La tâche de transposer sur grand écran une histoire racontée à la première personne du singulier à travers des correspondances par lettres uniquement, n’était pas facile. Mais l’œuvre cinématographique est une réussite, car à la fois très proche du roman tout en se permettant quelques libertés et réajustements. Le changement majeur concerne l’interaction entre Madame de Merteuil et le Vicomte de Valmont, lesquels ne se rencontrent jamais face à face dans le roman contrairement au film. D’autres petits changements sans importance concernent l’ouverture et la fin du film et le destin réservé à Madame de Merteuil…Un autre ajout apporté par le film c’est l’humour grâce au dialogue, et notamment à l’interprétation de John Malkovich et celle de Glenn Close. Un humour et une légèreté absents du roman. Ce rajout peut être perçu comme un défaut ou un avantage selon les goûts. La réalisation de Stephen Frears est un sans faute, élégante et osée à la fois. Aidée par l’un des chefs opérateurs les plus talentueux du monde, Philippe Rousselot, et la musique de George Fenton qui participe à l’atmosphère à la fois légère et sérieuse du film. Le casting est très réussi, avec des comédiens tels que John Malkovich, Glenn Close, Michelle Pfeiffer, la très jeune Uma Thurman, Keanu Reeves. Mais c’est bien John Malkovich et Glenn Close qui portent ce film par leur talent à camper deux personnages totalement machiavéliques et pitoyables à la fois. Enfin, même si l’adaptation cinématographique est une réussite, elle enlève tout de même quelque chose d’unique que seul le roman épistolaire possède, c’est ce doute de l’authenticité de l’histoire. Le style épistolaire, précédé de la mise en garde de l’éditeur font en sorte que le lecteur se demande s’il n’y a pas une part de vérité dans cette histoire.

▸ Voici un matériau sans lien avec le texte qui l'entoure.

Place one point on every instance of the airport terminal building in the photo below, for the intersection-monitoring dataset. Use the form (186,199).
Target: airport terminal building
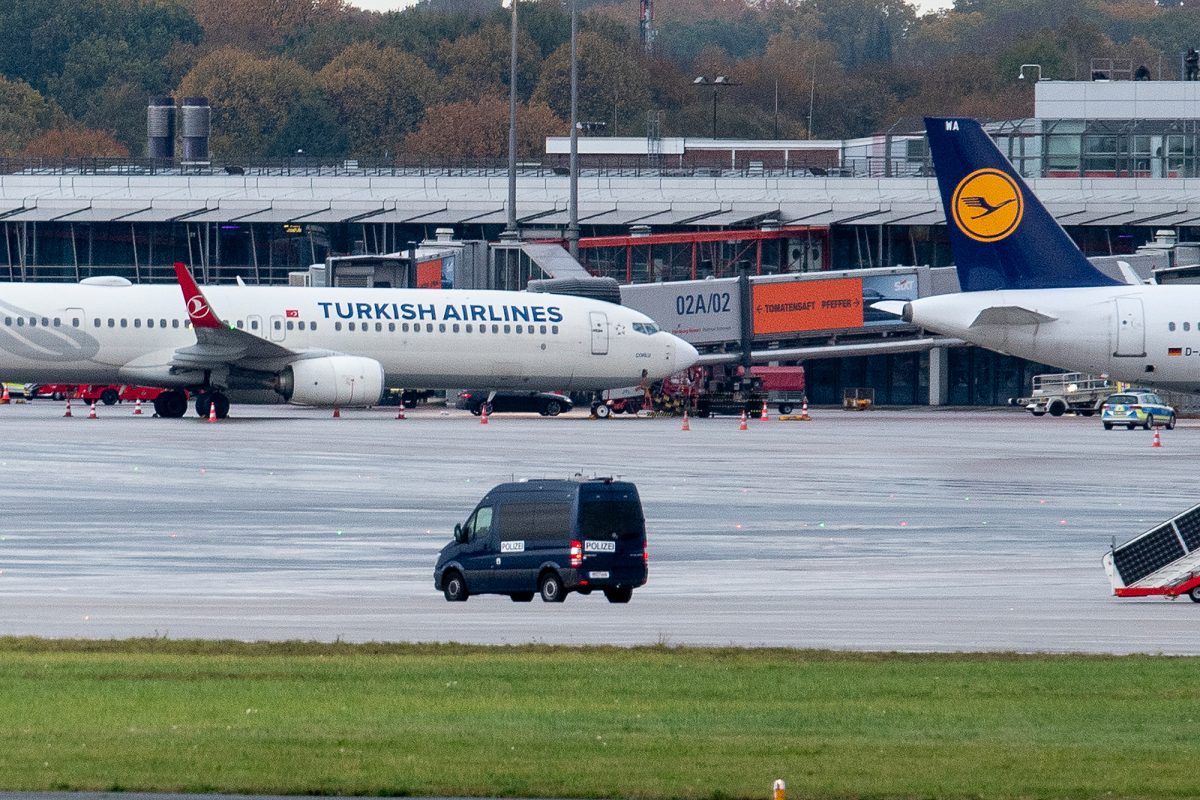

Le point de départ de leur plan diabolique, et de leur chute, est une proposition de la première au second. Dans la France du XVIIIe siècle, la marquise de Merteuil charge son ancien amant de séduire Cécile (Uma Thurman), la très jeune fille de sa cousine, afin de se venger d’une autre de ses conquêtes avec laquelle elle est censée se marier. Valmont refuse dans un premier temps, préférant tenter de ravir le cœur de la vertueuse madame de Tourvel (Michelle Pfeiffer). Le libertin accepte la requête de la marquise de Merteuil dans un second temps, lorsqu’il apprend que la mère de Cécile a tenté de mettre en garde madame de Tourvel sur sa nature fourbe. Un défi qui provoque un engrenage où seule la cruauté pourra l’emporter.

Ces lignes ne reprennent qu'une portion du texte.